- Also known as: ザ・カゲスター Za Kagesutā
- Genre: Tokusatsu, superhero
- Created by: Saburo Yatsude
- Written by: Fumio Ishimori
- Directed by: Akira Kashima
- Starring: Naoki Tachibana Emi Hayakawa Goro Naya
- Country of origin: Japan
- Original language: Japanese
- No. of episodes: 34

Production
- Running time: 30 min. approx
- Production companies: NET Toei Company Daiko

Original release
- Network: ANN (NET)
- Release: 5 April 1976 – 29 March 1977

= The Kagestar =

Japanese television series

The Kagestar (ザ・カゲスター, Za Kagesutā) is a 1976-77 Toei live action tokusatsu television series in which shadow puppeteer turned salaryman Kageo Sugata (Naoki Tachibana) gains the ability to merge with his shadow and transform into a hero known as Kagestar, thanks to an electric shock received while rescuing his wealthy boss's daughter Suzuko (Emi Hayakawa) from kidnappers.

An Evel Knievel-inspired superhero with a manga-eyed helmet and a swirling star-spangled striped cape he can use like a weapon, Kagestar rides a winged white motorcycle called the KageroCar that he keeps housed in a big and quite bizarre-looking aircraft called the Kagebuse, which he summons with his flashlight gun. He can also bring his shadow to life in giant form to battle the forces of evil.

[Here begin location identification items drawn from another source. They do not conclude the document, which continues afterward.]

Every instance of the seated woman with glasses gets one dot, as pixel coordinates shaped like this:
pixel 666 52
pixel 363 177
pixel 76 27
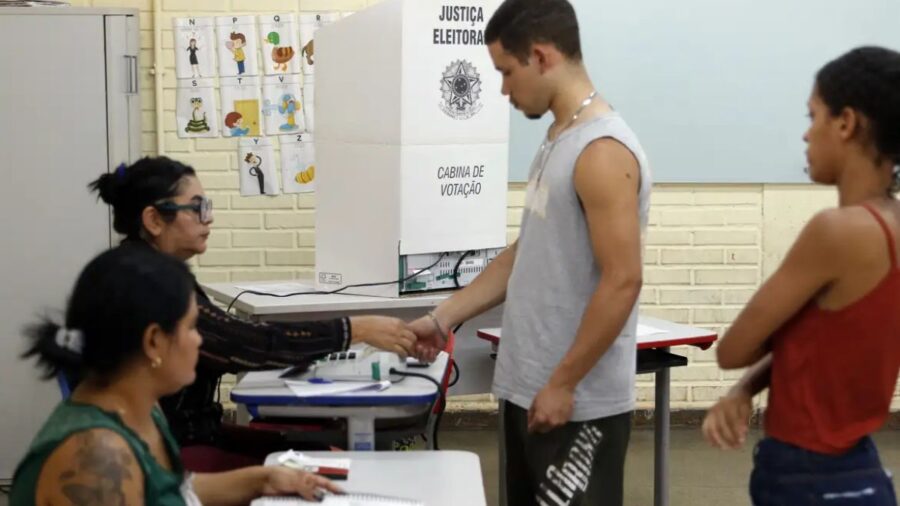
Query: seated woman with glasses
pixel 130 332
pixel 160 203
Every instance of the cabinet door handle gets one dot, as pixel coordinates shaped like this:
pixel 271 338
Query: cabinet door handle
pixel 132 71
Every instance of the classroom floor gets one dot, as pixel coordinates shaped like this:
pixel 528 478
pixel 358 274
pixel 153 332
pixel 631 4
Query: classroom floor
pixel 699 473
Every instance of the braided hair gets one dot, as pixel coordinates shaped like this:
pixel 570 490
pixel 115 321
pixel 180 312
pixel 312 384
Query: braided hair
pixel 867 79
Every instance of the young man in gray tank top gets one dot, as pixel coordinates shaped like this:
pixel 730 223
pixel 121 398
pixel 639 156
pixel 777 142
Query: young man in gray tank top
pixel 566 367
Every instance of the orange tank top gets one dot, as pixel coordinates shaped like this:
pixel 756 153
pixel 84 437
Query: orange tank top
pixel 834 372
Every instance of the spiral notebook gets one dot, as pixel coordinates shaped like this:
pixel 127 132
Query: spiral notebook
pixel 349 499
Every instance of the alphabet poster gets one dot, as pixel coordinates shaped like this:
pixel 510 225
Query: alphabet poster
pixel 195 108
pixel 282 104
pixel 240 106
pixel 298 163
pixel 237 43
pixel 256 163
pixel 309 94
pixel 195 47
pixel 278 33
pixel 309 23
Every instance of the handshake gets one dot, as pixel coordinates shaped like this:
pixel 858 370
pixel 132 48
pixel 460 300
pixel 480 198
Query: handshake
pixel 422 338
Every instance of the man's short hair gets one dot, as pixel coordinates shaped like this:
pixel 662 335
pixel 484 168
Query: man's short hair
pixel 518 24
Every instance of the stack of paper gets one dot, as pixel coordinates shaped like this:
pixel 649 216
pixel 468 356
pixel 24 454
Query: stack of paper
pixel 306 389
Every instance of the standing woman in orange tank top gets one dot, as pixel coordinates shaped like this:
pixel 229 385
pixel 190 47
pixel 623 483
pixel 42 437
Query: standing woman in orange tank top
pixel 823 333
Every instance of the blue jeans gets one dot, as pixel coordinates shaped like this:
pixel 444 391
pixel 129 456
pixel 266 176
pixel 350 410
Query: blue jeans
pixel 785 475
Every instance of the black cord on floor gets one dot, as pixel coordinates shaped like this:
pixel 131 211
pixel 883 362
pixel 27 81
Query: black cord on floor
pixel 441 399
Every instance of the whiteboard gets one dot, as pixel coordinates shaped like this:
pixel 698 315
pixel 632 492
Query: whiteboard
pixel 716 90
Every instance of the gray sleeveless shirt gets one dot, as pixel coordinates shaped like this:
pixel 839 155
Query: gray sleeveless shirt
pixel 554 277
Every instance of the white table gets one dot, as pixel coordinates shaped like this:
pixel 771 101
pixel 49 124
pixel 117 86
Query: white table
pixel 653 356
pixel 472 360
pixel 406 398
pixel 444 478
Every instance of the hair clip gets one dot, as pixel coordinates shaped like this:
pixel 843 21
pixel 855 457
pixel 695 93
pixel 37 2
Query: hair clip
pixel 70 339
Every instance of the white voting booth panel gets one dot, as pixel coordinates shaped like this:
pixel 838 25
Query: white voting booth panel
pixel 412 141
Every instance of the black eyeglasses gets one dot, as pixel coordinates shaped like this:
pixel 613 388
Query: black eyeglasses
pixel 200 205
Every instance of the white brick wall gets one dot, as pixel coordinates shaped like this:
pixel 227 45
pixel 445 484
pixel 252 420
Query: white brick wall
pixel 707 245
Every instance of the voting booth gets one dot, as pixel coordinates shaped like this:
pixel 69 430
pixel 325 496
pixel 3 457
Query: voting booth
pixel 412 145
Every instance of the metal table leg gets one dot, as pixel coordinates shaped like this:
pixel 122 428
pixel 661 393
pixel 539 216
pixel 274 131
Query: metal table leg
pixel 661 439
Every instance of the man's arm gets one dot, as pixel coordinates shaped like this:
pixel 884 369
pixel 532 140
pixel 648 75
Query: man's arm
pixel 486 291
pixel 607 180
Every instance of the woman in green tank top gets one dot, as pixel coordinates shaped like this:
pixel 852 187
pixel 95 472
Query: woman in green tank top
pixel 130 333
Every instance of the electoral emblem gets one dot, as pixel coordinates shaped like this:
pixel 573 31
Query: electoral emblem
pixel 460 88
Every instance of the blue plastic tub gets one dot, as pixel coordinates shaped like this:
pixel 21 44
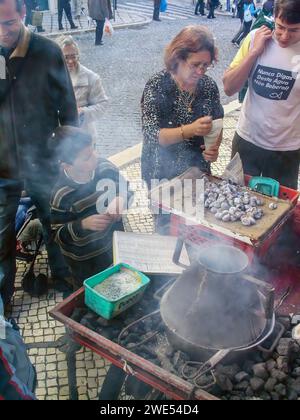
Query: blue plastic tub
pixel 110 309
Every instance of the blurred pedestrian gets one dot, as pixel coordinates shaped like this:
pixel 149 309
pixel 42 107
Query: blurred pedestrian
pixel 31 5
pixel 156 10
pixel 99 10
pixel 64 5
pixel 89 92
pixel 212 5
pixel 249 14
pixel 36 96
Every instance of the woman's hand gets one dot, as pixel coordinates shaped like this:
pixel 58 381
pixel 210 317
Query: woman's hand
pixel 115 209
pixel 201 127
pixel 211 154
pixel 97 222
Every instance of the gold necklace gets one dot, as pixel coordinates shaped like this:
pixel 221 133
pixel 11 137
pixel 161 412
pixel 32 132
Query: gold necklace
pixel 187 99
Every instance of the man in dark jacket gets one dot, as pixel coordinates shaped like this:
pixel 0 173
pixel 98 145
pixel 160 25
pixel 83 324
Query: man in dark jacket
pixel 36 96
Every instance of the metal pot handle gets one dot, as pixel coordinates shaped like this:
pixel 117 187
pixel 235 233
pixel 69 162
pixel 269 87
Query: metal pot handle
pixel 177 253
pixel 269 293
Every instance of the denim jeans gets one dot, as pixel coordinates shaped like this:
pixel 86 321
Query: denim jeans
pixel 10 193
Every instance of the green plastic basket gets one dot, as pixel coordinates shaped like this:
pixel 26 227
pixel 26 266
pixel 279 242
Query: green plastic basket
pixel 104 307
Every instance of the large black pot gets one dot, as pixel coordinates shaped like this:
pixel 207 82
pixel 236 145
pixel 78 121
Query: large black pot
pixel 207 310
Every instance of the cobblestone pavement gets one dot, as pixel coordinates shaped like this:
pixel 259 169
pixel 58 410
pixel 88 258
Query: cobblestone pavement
pixel 41 333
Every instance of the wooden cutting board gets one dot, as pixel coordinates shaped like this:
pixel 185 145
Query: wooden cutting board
pixel 255 233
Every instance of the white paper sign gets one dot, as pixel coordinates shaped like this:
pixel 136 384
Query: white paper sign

While Kagestar initially fought animal-themed costumed crooks patterned after American superhero comics early in the show’s run, in later episodes his foes became Kamen Rider-style mutated monsters created by his archenemy Dr. Satan (Goro Naya), a former Nazi scientist turned megalomaniacal mastermind also identified in some English language sources as Dr. Saturn.

Kagestar is assisted by the similarly empowered Suzuko who transforms into his white-skirted partner Bellestar. She rides a motorcycle of her own called the BelleCar and has a small bell on her bracelet that rings to warn her of danger.